Jack MacDonald, Secret Millionaire, Wore Threadbare Clothes, Left Fortune To Charity

Secret Millionaire Shocks City After Death

A man in Washington state stunned area charities after bequeathing close to $200 million of his life's fortune to three Seattle organizations. The gift was even more surprising given the fact that most people who knew the frugal Jack MacDonald had no idea he was a multimillionaire.

The coupon-clipping MacDonald wore threadbare clothes and used public transportation to keep his finances secret, reports The Seattle Times. Only his closest friends and family knew that his carefully researched investments had netted him a huge fortune.

“He liked his free coffee, and liked his privacy,” said Bob Anderson, director of the Horizon House Senior Living Community, where MacDonald resided, per KING 5 News. Anderson said he never knew MacDonald was harboring such a remarkable secret.

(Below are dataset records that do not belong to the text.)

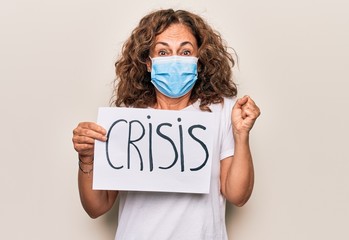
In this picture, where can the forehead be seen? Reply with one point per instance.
(176, 32)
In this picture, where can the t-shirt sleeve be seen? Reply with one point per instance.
(227, 139)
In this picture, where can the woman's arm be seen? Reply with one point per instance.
(95, 202)
(237, 174)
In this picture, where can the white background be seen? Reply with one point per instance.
(56, 68)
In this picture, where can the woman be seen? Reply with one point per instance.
(165, 41)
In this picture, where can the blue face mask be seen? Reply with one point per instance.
(174, 76)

After the 98-year-old MacDonald died in September, however, much of that nest egg was donated to charity, with MacDonald leaving a combined total of $187.6 million to the Seattle Children’s Research Institute, the University of Washington School of Law and the Salvation Army.

“I thought of him in many ways as a gentle giant,” Doug Picha, president of the Seattle Children’s Foundation and longtime friend of MacDonald's, told the Times. “He was tall, very shy, very understated, humble. You would never have known that he had great wealth.”

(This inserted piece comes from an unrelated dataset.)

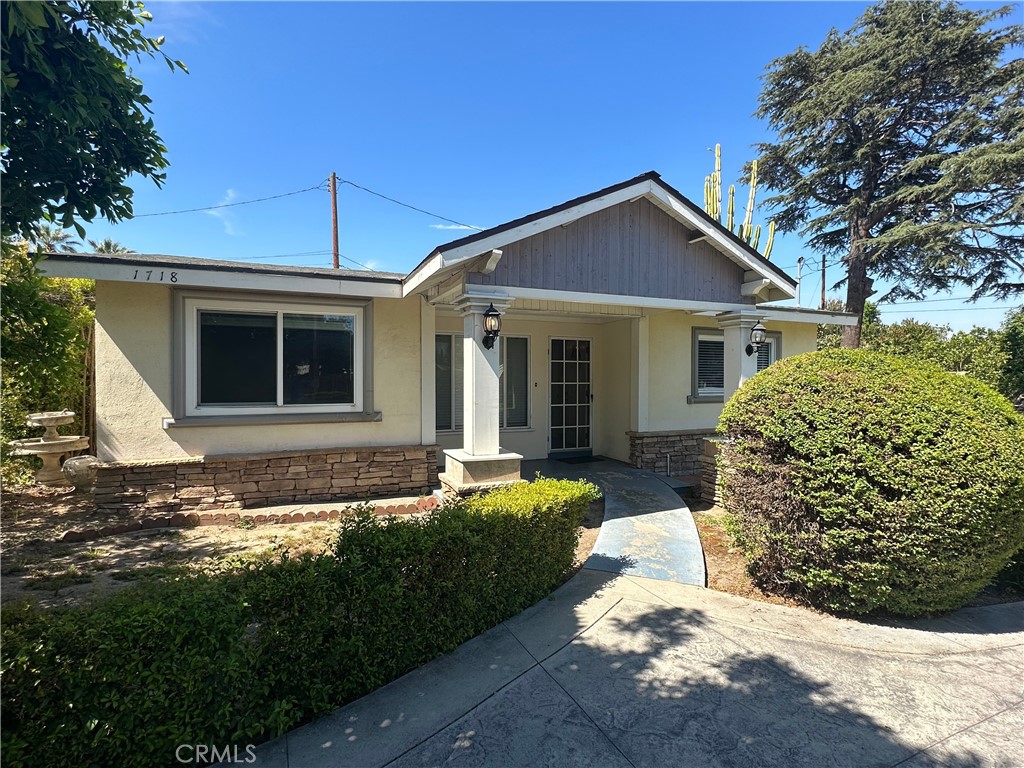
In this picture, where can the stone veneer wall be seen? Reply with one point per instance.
(676, 453)
(254, 480)
(710, 489)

The three lucky organizations will receive the income earned by MacDonald's charitable trust each year, according to a statement released by Seattle Children's. The gift was also the largest single donation in the medical center's history.

“Jack’s gift is an inspiration to all of us. It is one of the largest ever to a children’s hospital. And it is the largest single gift in support of pediatric research,” Picha said in the statement. “It is transformational not only in what it will do to help us find more cures and better treatments, but also by forcing each of us personally to reflect on the legacy we would like to leave.”

The Times notes that over the years, MacDonald had given smaller donations to other charities and causes, including a total of $150,000 to the small Canadian village where his grandfather lived after emigrating from Scotland.

The three institutions named in MacDonald's will were carefully chosen because of their significance either to MacDonald or to his parents, reports the Times.